Na década de 90, fica claro que a política de exclusão não se restringe aos “irregulares”, agora os moradores oficiais também terão de suar a camisa. Assim, em 1996, a COSEAS tenta outorgar a exigência meritocrática do cumprimento de 80% dos créditos “ideais” como critério para a permanência na moradia. Os moradores ocupam a sede da COSEAS após uma Assembléia no CRUSP contra essa imposição (aí é que foi encontrada, entre outros documentos incríveis, aquela carta do deputado da qual falávamos no início do texto).

Depois disso,(se você correu, correu e não chegou a lugar algum), bem vindo ao século 21! Num período de greve, os moradores famintos saqueiam o bandejão (e, aliás, estão sendo processados até hoje). Por isso, podemos atualmente contar com o “auxílio” da COSEAS em nos fornecer os alimentos crus nesses períodos.

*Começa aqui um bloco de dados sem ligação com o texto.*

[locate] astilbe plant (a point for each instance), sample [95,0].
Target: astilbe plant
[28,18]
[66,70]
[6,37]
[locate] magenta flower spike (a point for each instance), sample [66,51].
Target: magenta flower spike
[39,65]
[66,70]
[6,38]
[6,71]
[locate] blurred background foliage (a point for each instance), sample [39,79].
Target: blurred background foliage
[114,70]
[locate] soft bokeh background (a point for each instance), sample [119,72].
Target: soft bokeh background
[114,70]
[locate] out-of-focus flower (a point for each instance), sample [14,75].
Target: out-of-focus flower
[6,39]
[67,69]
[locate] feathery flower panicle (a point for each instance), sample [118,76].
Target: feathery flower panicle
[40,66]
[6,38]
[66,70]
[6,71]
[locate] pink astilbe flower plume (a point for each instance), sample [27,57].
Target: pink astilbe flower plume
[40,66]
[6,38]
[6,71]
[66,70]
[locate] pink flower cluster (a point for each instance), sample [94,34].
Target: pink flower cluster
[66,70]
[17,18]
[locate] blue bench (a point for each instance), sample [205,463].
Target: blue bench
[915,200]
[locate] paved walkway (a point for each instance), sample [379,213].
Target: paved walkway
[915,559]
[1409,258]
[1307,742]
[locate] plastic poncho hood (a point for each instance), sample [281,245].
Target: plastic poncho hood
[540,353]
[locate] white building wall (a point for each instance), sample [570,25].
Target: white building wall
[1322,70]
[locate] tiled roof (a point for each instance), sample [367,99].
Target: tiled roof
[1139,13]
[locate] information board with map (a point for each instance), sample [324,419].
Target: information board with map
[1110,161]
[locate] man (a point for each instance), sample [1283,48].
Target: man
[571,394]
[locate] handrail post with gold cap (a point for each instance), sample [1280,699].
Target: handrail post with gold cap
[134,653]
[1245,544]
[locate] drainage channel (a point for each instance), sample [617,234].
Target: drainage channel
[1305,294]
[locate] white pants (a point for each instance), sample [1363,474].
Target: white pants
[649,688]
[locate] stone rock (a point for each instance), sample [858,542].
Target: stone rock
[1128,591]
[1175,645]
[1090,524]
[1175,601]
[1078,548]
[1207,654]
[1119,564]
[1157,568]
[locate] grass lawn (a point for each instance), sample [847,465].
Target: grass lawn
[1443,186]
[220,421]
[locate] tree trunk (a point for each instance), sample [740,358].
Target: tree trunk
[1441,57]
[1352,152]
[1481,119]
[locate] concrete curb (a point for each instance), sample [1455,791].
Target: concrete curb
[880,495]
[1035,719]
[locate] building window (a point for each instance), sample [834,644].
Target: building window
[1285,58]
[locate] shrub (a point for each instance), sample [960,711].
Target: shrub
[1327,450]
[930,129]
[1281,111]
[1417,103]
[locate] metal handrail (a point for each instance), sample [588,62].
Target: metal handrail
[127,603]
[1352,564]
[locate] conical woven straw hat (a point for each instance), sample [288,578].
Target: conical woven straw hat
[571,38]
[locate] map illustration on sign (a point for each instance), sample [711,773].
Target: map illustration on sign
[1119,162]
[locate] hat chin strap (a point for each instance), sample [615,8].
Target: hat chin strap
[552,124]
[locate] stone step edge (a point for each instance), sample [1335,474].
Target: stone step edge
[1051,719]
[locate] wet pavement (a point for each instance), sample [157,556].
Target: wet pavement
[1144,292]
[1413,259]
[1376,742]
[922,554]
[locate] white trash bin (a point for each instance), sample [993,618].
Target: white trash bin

Ainda nessa primeira década do século, os moradores do CRUSP saquearam uma festa da Nokia em protesto à privatização da universidade. Na ocasião, pretendiam-se firmar acordos como o financiamento de um projeto de construção de uma ponte entre a USP e o Shopping Villa Lobos - con$truçõe$ megalomaníaca$ se mo$tram hi$toricamente indi$pen$ávei$ para o de$vio de verba$ pública$ e para o e$tabelecimento de dependência de órgão$ público$ em relação ao capital privado. Típica de nossos dias, a privatização do espaço público também avança pela USP. De fundações privadas agindo nas unidades até bancos que se aproveitam da brecha deixada pela COSEAS e pela reitoria na assistência estudantil, vemos aumentar cada vez mais o peso dos interesses de grupos particulares frente aos objetivos específicos da universidade pública. Logo no Portão 1 temos um “belo” letreiro “USP, apoio Santander”; ao entrarmos na Internet, temos o wifi da Nokia; e a praça do relógio, com seu exagero de concreto, “patrocinada pelo Banco Real”. Mas apesar da força dos interesses econômicos parecerem dominantes, a indignação coletiva consegue ainda atrapalhar, como foi no caso da festa da Nokia e, posteriormente, na ocupação de um espaço localizado nas Colméias, que foi utilizado e abandonado pelo banco Real. Neste local, atualmente, se encontra instalada a CCInt, mais um órgão burocrático, conseguimos recuperar o espaço para a USP, mas, dessa vez, não alcançamos nossa reivindicação que era a criação de um espaço cultural cruspiano ali.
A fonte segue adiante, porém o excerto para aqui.